Conjugates are essential when it comes to rationalizing denominators that contain irrational numbers, such as square roots. The conjugate of a binomial expression is generated by changing the sign between two terms. In the case of a binomial expressed as \(a - b\), the conjugate would be \(a + b\). Similarly, for \(a + b\), the conjugate is \(a - b\). This method is incredibly useful because it eliminates the radical part when multiplied with the original binomial, resulting in a rational number.
For instance, in the problem \(\frac{7 + \sqrt{5}}{7 - \sqrt{5}}\), the denominator is \(7 - \sqrt{5}\). Thus, its conjugate would be \(7 + \sqrt{5}\).
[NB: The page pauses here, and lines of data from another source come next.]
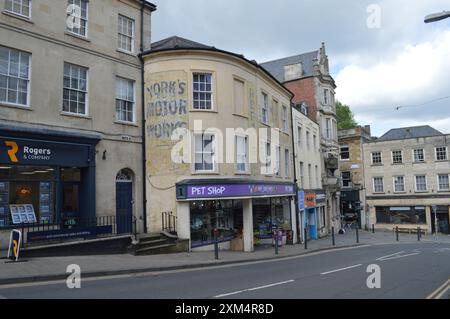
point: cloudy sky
(403, 62)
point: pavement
(55, 268)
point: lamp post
(437, 16)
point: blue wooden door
(124, 207)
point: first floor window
(346, 179)
(78, 11)
(204, 152)
(286, 162)
(399, 184)
(75, 89)
(202, 91)
(421, 183)
(241, 154)
(441, 153)
(21, 7)
(14, 76)
(378, 186)
(124, 100)
(443, 180)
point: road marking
(340, 269)
(255, 288)
(438, 293)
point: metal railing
(169, 222)
(120, 225)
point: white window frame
(204, 91)
(70, 2)
(265, 108)
(381, 158)
(20, 14)
(448, 184)
(285, 118)
(118, 78)
(392, 157)
(119, 33)
(393, 182)
(436, 154)
(18, 78)
(245, 155)
(86, 92)
(382, 184)
(414, 155)
(203, 152)
(415, 184)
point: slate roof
(276, 67)
(409, 132)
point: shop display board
(4, 202)
(22, 214)
(45, 202)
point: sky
(381, 53)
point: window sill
(127, 52)
(80, 116)
(126, 123)
(16, 106)
(17, 16)
(76, 36)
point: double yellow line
(439, 293)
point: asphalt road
(407, 271)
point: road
(407, 271)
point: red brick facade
(304, 91)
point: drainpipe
(144, 152)
(299, 229)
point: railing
(169, 222)
(77, 227)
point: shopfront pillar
(183, 220)
(247, 207)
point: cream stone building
(233, 199)
(70, 110)
(407, 173)
(308, 160)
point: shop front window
(27, 195)
(270, 214)
(225, 216)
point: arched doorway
(124, 201)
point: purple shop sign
(238, 190)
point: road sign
(15, 240)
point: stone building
(407, 173)
(70, 110)
(308, 77)
(221, 189)
(351, 166)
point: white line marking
(255, 288)
(401, 256)
(387, 256)
(336, 270)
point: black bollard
(306, 239)
(332, 236)
(357, 234)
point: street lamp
(437, 16)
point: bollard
(357, 234)
(306, 239)
(332, 236)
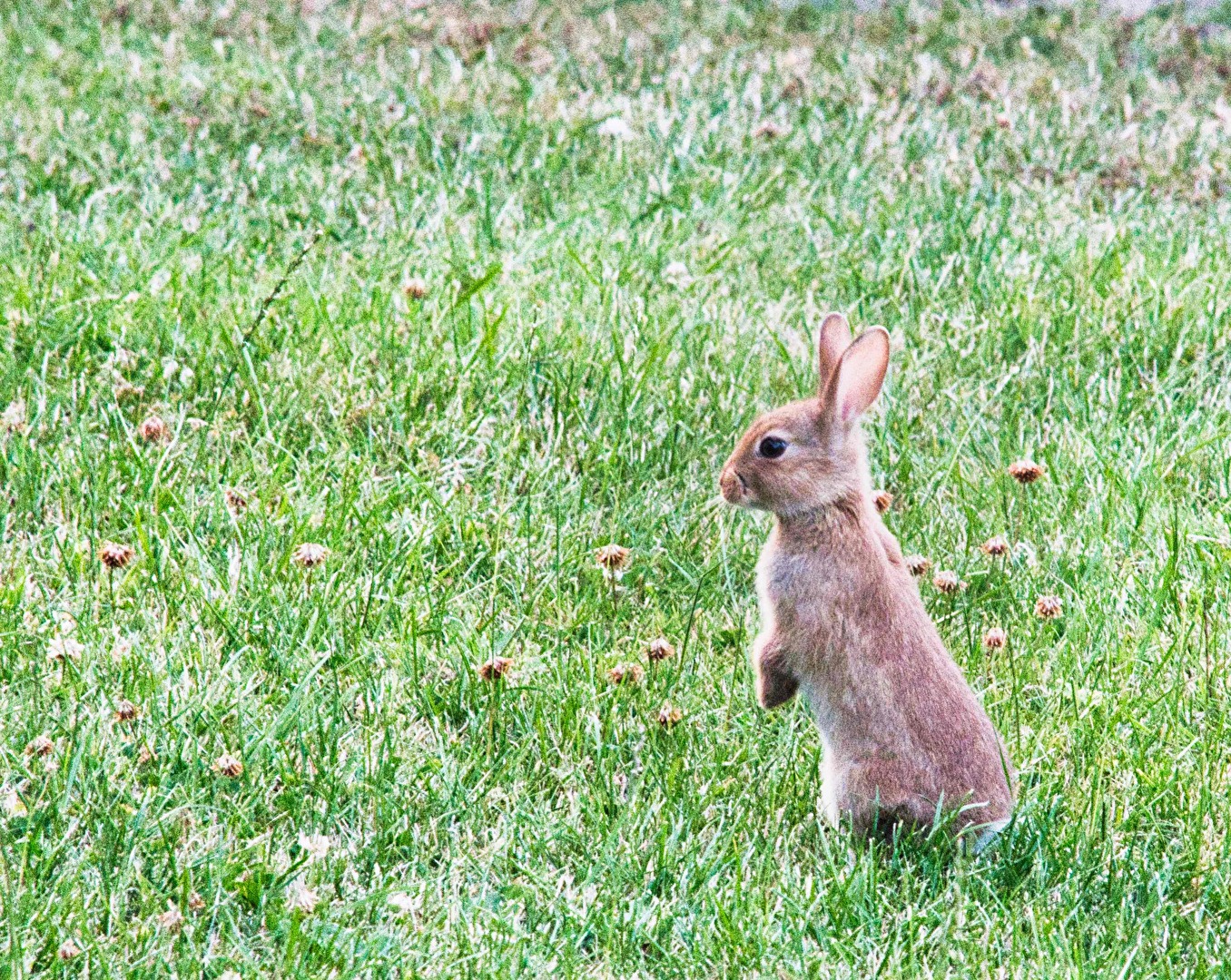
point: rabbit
(903, 737)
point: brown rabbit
(905, 738)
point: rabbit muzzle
(734, 489)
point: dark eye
(772, 447)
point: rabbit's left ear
(860, 375)
(835, 338)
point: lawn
(462, 296)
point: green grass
(1055, 285)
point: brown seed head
(948, 583)
(153, 430)
(495, 669)
(1024, 470)
(41, 746)
(68, 951)
(1048, 607)
(917, 564)
(612, 558)
(995, 638)
(172, 920)
(995, 547)
(125, 710)
(630, 673)
(227, 765)
(310, 555)
(670, 715)
(300, 897)
(116, 555)
(237, 500)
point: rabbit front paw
(775, 682)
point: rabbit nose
(732, 484)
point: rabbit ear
(860, 375)
(835, 338)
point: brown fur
(905, 738)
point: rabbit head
(809, 455)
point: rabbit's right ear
(835, 338)
(860, 375)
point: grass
(211, 214)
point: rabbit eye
(772, 447)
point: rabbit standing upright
(905, 738)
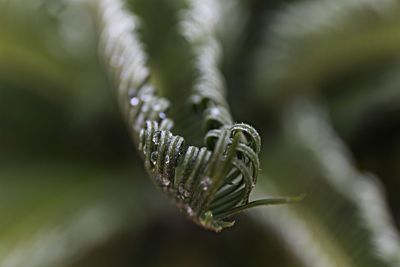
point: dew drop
(131, 92)
(186, 193)
(134, 101)
(156, 137)
(205, 183)
(145, 108)
(165, 182)
(215, 111)
(189, 210)
(146, 97)
(153, 157)
(157, 107)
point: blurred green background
(320, 81)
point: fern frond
(209, 183)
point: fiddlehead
(209, 183)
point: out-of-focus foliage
(318, 79)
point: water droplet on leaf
(134, 101)
(205, 183)
(153, 157)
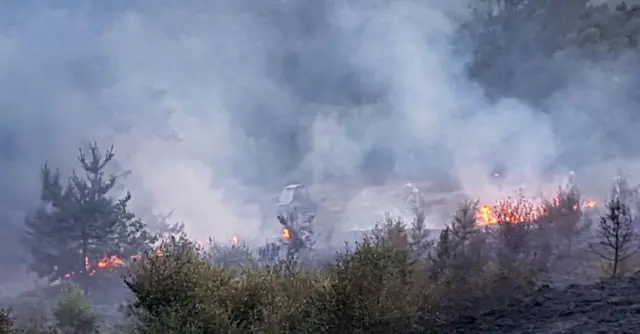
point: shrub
(74, 314)
(393, 281)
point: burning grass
(521, 209)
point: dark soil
(610, 306)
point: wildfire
(518, 211)
(286, 234)
(102, 263)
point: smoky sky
(212, 104)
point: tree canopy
(78, 226)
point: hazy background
(212, 104)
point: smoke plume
(215, 105)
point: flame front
(519, 211)
(102, 263)
(286, 234)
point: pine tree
(78, 224)
(617, 238)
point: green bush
(395, 280)
(74, 314)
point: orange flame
(286, 234)
(102, 263)
(518, 211)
By multiplying both the numerator and denominator by this conjugate, we get rid of the square root in the denominator. This operation forms a part of what's called the 'conjugate pairs', helping transform complicated fractions into simpler, more manageable expressions without changing their value. Remember, multiplying by a conjugate is like multiplying by 1, which is why the fraction's value stays the same.

Simplifying fractions involves reducing a fraction to its simplest or most compact form. This typically means finding the greatest common divisor (GCD) for the numerator and the denominator and then dividing both by the GCD. However, when dealing with fractions that involve radicals or roots, simplifying additionally involves ensuring that there is no irrational number in the denominator. This is often achieved by rationalizing the denominator.
In the exercise, once you've applied the conjugate, the expression \(\frac{54 + 14\sqrt{5}}{44}\) appears. This expression can be simplified further by noticing that both the numerator and denominator are divisible by common factors. For example, if each term in the numerator and the denominator can be divided by the same number, you perform the division to each term individually. Here, we divided by 2 to transform the fraction to its simplest form: \(\frac{27}{22} + \frac{7\sqrt{5}}{22}\). Throughout the process of simplifying, it is crucial not to change the fraction's actual value, only its form.

The difference of squares is a very helpful algebraic rule that simplifies the product of a binomial and its conjugate into a straightforward subtraction of squares:

• The formula for the difference of squares is \(a^2 - b^2\).
• It applies directly to the multiplication of conjugate pairs: \((a - b)(a + b) = a^2 - b^2\).

In the solution provided, when multiplying the conjugate \((7 + \sqrt{5})\) with the original denominator \((7 - \sqrt{5})\), this method drastically simplifies the calculation: \((7 - \sqrt{5})(7 + \sqrt{5}) = 7^2 - (\sqrt{5})^2 = 49 - 5 = 44\). This simplification occurs because the terms involving the square root cancel each other out, leaving a simple subtraction.
Recognizing situations to apply this concept can save a lot of time and effort. It is a frequently used technique in algebra to aid in rationalizing denominators and is key in advancing from basic algebra toward more complex mathematics.